06-22 19:36:05.703 13138 13606 D GmsGcmMcsSvc: Connect initiated, reason: Intent { act=android.net.conn.CONNECTIVITY_CHANGE flg=0x4200010 (has extras) }
06-22 19:36:05.741 13138 14314 D GmsGcmMcsOutput: Outgoing message: LoginRequest{id=android-33, domain=mcs.android.com, user=XXX, resource=XXX, auth_token=XXX, device_id=android-XXX, setting=[Setting{name=new_vc, value_=1}], adaptive_heartbeat=false, use_rmq2=true, auth_service=ANDROID_ID, network_type=1}
06-22 19:36:05.741 13138 14314 D GmsGcmMcsOutput: Write MCS version code: 41
06-22 19:36:05.858 13138 14313 D GmsGcmMcsInput: Reading from MCS version: 41
06-22 19:36:05.955 13138 14313 D GmsGcmMcsInput: Incoming message: LoginResponse{id=android-33, jid=user@firebase.com/notifications, last_stream_id_received=1, server_timestamp=1719077766304}
06-22 19:36:05.968 13138 14313 D GmsGcmMcsSvc: Logged in
06-22 19:36:05.971 13138 14313 D GmsGcmMcsInput: Incoming message: IqStanza{type=SET, id=, extension=Extension{id=12, data_=[size=0]}}
06-22 19:36:05.971 13138 14313 W GmsGcmMcsSvc: Unknown message: IqStanza{type=SET, id=, extension=Extension{id=12, data_=[size=0]}}

Same network and same microg version as well as same Android version, but this time not Samsung, but crDroid and it seems to work fine from functionality perspecti. There's something odd going on with the status and otherwise it works.

This leads to conclusion that: a) there's something odd with status for anything above 60sec of ping anyway, b) on ROMs like Samsung One UI, there are troubles due to the way roms treat apps and give microG doesn't show on the list of Apps, there's no way to whitelist it to keep it always running.

Could these two please be fixed?

Sapiosenses commented 2 months ago

In addition to the aggressive power management thing, how many WiFi networks have you tested this on?

Because your hardware there may just have an extremely short timeout on open sockets, which is why the 60 second ping time solves it.

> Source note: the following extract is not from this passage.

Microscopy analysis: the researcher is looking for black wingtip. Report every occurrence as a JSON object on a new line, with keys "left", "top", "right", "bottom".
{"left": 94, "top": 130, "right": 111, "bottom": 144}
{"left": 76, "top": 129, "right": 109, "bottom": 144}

Could also be some timeout imposed by an on-device firewall or VPN client etc.

Back in the olden days of networking that was acceptable because very little traffic relied on "long time open" sockets.

But it's really common these days for things like IMAP-PUSH and other quasi-push notification protocols, various forms of NAT traversal, etc etc.

dimka40185 commented 2 weeks ago

Huawei has the same problem

Vavun commented 2 weeks ago

Not only huawei. Sometimes it happens on my xiaomi with crdroid

bugsyb commented 2 weeks ago

In addition to the aggressive power management thing, how many WiFi networks have you tested this on?

Multiple, probably in range of 20-30. With that said, I've noticed that the problem sort of goes and comes back, even on home network.

Running additional tests, noticed that if running traffic from router level via NordVPN (no client/whatsoever on Android, all taken care at router level), then problem shows almost instantly. Left it routed via that NordVPN and surprisingly, sometimes notifications do come, i.e. Duo (MFA) and some other time, I have to run the app to get notification.

At the same time, other sessions, without keep-alives do run smoothly via the very same NordVPN. We probably would need to get some debug enabled build to look more into details why/where it fails. I'd be even happy to set up a server which could mimic google/whatever - most likely it just needs to be a tcp server to keep the session open and see at packet level from which side is the session terminated. With that said, I might even go ahead and just test the session termination/keepalive or not with standard Linux tools. Would that be a sufficient test to see session termination for the cloud messaging?